Владимир Беляев - Старая крепость (роман). Книга третья "Город у моря"
— Да раскрывай ее скорее! Не мучай! — простонал Саша.
Внимая его совету, я разорвал синенькую заклеечку, и жесткая телеграмма с наклеенными ленточками букв раскрылась перед глазами, как маленькая географическая карта.
Печатные буквы запрыгали перед глазами. Их сочетание поразило меня своей неожиданностью, и я завопил: — Хлопцы! Никита сюда едет!
— Никита едет к нам?
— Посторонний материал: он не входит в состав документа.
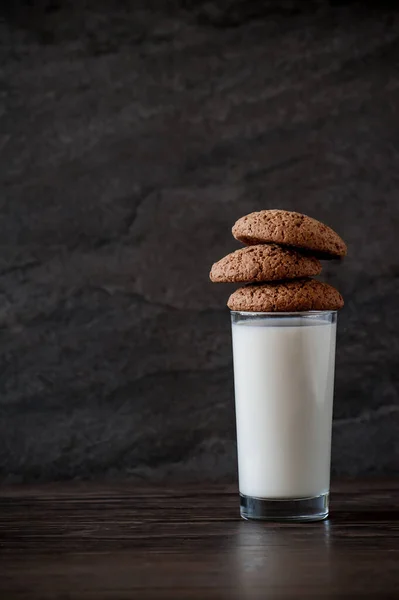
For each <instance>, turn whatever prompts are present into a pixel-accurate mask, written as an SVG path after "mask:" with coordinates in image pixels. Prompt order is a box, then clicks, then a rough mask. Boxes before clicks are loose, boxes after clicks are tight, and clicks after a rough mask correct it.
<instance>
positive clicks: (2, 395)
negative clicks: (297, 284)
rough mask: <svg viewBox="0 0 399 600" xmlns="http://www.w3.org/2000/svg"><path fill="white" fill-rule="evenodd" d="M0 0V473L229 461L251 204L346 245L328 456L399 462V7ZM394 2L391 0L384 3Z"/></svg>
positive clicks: (181, 473)
mask: <svg viewBox="0 0 399 600" xmlns="http://www.w3.org/2000/svg"><path fill="white" fill-rule="evenodd" d="M376 4H377V3H355V2H354V3H349V4H348V3H345V2H335V3H329V2H327V1H326V2H323V1H322V0H319V1H314V2H289V1H287V2H270V1H266V0H265V1H263V2H260V1H252V0H247V1H246V2H238V1H233V0H220V1H218V2H200V1H193V0H192V1H189V0H186V1H185V2H184V1H183V0H181V1H180V2H179V1H178V0H175V1H164V2H155V1H152V2H150V1H144V0H142V1H141V2H139V1H136V2H134V1H133V0H131V1H130V2H129V1H125V2H121V1H120V2H111V0H109V1H94V0H92V1H88V2H81V1H78V0H76V1H72V0H70V1H69V2H68V1H64V2H57V1H52V2H50V1H44V0H42V1H41V2H40V1H39V2H33V1H31V2H26V1H25V2H22V1H21V0H19V1H13V2H8V3H5V4H4V3H3V4H2V11H3V19H2V22H1V32H0V45H1V47H0V52H1V56H0V59H1V60H0V65H1V89H0V93H1V96H0V100H1V109H0V110H1V113H0V114H1V126H0V131H1V139H0V141H1V153H2V154H1V161H0V169H1V180H2V192H1V196H0V203H1V221H0V222H1V225H0V233H1V235H0V244H1V252H0V271H1V279H0V302H1V304H0V336H1V343H0V350H1V357H0V364H1V378H0V390H1V394H0V477H1V479H3V480H7V481H20V480H35V479H43V480H44V479H46V480H50V479H66V478H70V477H91V478H100V477H104V476H108V477H119V476H125V475H128V476H130V477H140V478H148V479H154V480H157V479H160V478H165V477H168V476H171V477H172V476H173V477H175V478H189V479H198V478H203V477H205V478H212V479H218V478H224V479H231V478H234V477H235V469H236V457H235V444H234V436H235V430H234V404H233V388H232V367H231V347H230V325H229V314H228V311H227V309H226V308H224V306H225V301H226V298H227V296H228V294H229V291H230V288H229V286H212V284H210V283H209V282H208V270H209V267H210V265H211V263H212V262H213V261H215V260H217V259H218V258H220V257H221V256H222V255H224V254H225V253H226V252H228V251H230V250H233V249H234V248H236V247H237V245H236V243H235V242H234V240H233V239H232V237H231V236H230V227H231V225H232V223H233V222H234V221H235V219H236V218H237V217H239V216H241V215H242V214H244V213H246V212H249V211H252V210H257V209H260V208H274V207H284V208H287V209H295V210H299V211H301V212H306V213H309V214H310V215H312V216H314V217H316V218H319V219H321V220H323V221H325V222H326V223H328V224H329V225H331V226H332V227H334V228H336V229H337V230H338V231H339V233H340V234H341V235H342V236H343V237H344V239H345V240H346V241H347V242H348V245H349V257H348V259H347V260H346V261H345V262H344V263H343V264H328V265H326V266H325V270H324V279H325V280H327V281H329V282H333V283H334V284H335V285H337V287H338V288H339V289H340V291H341V292H342V293H343V295H344V297H345V299H346V308H345V310H344V311H342V313H341V314H340V323H339V339H338V356H337V378H336V401H335V423H334V429H333V470H334V472H336V473H341V474H342V473H344V474H356V473H362V474H367V473H392V472H398V470H399V436H398V430H399V402H398V388H399V338H398V327H399V325H398V324H399V255H398V243H397V236H398V233H399V204H398V202H399V201H398V186H399V168H398V160H399V128H398V127H399V125H398V123H399V121H398V117H399V115H398V110H399V109H398V107H399V71H398V66H399V64H398V63H399V13H396V12H394V11H392V10H391V9H390V8H389V4H390V3H385V5H384V3H381V2H379V3H378V9H375V10H374V9H373V8H372V5H376ZM393 4H394V3H393Z"/></svg>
Ты шутишь! Тут какая-то ошибка! — выкрикнул Маремуха, приподнявшись на цыпочки и через мое плечо заглядывая в телеграмму.
— Какая ошибка? Слушай! — И я прочел раздельно: — Завтра полудню прибываю товарняком встречайте подготовьте немедленно прием груза тчк Коломеец.
— Как жаль, что я не смогу его встретить!
— С ума спятил? — набросился я на Бобыря. — Ты что?.. Не пойдешь встречать Никиту?
Бобырь жалобно протянул:
— Не смогу, Вася. Важное дело есть!
— Какие могут быть важные дела в воскресенье? — принимая мою сторону, сказал Маремуха.
Но Саша не сдавался и многозначительно заявил:
— Такие. Важные. Но пока они — тайна!
— Своего секретаря, Никиту, и не пойдешь встретить? Да он нам чугун везет, баламут ты этакий!.. Обязан быть на вокзале! В порядке комсомольской дисциплины. Понятно? — тоном приказа сказал Маремуха Сашке.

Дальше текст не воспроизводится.